Improvised from Martha Stewart recipe
10 min prep, 10 min cooking time
Serving: 4

1/4 c olive oil, 4 salmon fillets (sized according to what else you will be serving)
West salad: 1 white onion, thinly shaved, 1 bulb of fennel, thinly shaved, o1/4 c cilantro or parsley, 1 T white balsamic vinegar, coarse salt, 2 tomatoes (original recipe also has pea shoots)
East salad (optional): 1/2-3/4 c parsley (or other salad greens), 2 T sesame oil, 2T or more light soy sauce depending on how salty you want it, 2T toasted sesame seeds, salt pinch

For salmon: Preheat overn to 350, Heat a large oven proof skillet over high heat (I used cast-iron skillet; high heat necessary to sear salmon), add 1 T of oil to coat pan. Add salmon, skinn side up and sear until golden, about 3 min. Flip and then transfer to oven. Roast 5 min. for medium.

The West salad does NOT work without the fennel!

For West salad: Toss fennel,onion, and 1/4c parsley (or cilantro) leaves, vinegar, 3 T of olive oil, bit of salt. For East salad. Chop remaining parsley, add sesame oil, soy sauce, 2toasted sesame seeds. Can adjust these according to taste. Add pinch of salt. Can also mix with other salad greens.

Arrangement: Slice tomatoes and arrange on plate. Top with salmon, then add West salad on top. (Drizzle with a little more oil, optional, I don’t like adding more oil). Season with salt (optional, I didn’t use more salt and it was fine), garnish with some sprigs. Add East salad on side or serve in separate bowl.

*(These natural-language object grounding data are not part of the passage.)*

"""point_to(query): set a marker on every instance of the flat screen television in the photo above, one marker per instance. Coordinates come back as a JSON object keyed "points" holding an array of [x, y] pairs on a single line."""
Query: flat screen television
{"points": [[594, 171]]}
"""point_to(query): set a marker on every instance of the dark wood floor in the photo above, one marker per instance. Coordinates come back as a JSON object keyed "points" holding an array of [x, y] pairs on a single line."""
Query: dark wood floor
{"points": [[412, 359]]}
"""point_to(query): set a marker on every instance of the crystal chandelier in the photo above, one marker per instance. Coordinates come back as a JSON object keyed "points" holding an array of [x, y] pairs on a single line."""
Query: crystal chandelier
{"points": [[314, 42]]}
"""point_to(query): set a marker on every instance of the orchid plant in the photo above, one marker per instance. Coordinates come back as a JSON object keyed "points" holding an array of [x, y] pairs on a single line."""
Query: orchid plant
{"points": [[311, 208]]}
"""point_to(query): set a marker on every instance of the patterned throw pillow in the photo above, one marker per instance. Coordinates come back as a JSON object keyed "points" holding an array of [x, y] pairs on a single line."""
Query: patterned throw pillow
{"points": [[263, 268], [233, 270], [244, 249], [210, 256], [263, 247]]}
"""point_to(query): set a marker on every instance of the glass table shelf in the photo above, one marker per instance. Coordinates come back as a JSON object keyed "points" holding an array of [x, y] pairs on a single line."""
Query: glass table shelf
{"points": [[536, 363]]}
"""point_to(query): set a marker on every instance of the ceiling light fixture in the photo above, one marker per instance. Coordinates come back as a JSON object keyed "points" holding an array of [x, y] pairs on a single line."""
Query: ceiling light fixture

Tips: For maximum efficiency, turn on oven for preheating, prepare West salad, slice salmon and start searing on stovetop while preparing East salad, put salmon in oven while plating tomato and East salad, when salmon is done, top with West salad and you’re done! If entertaining, prepare both salads in advance, then cook salmon while appetizers or soup is being served.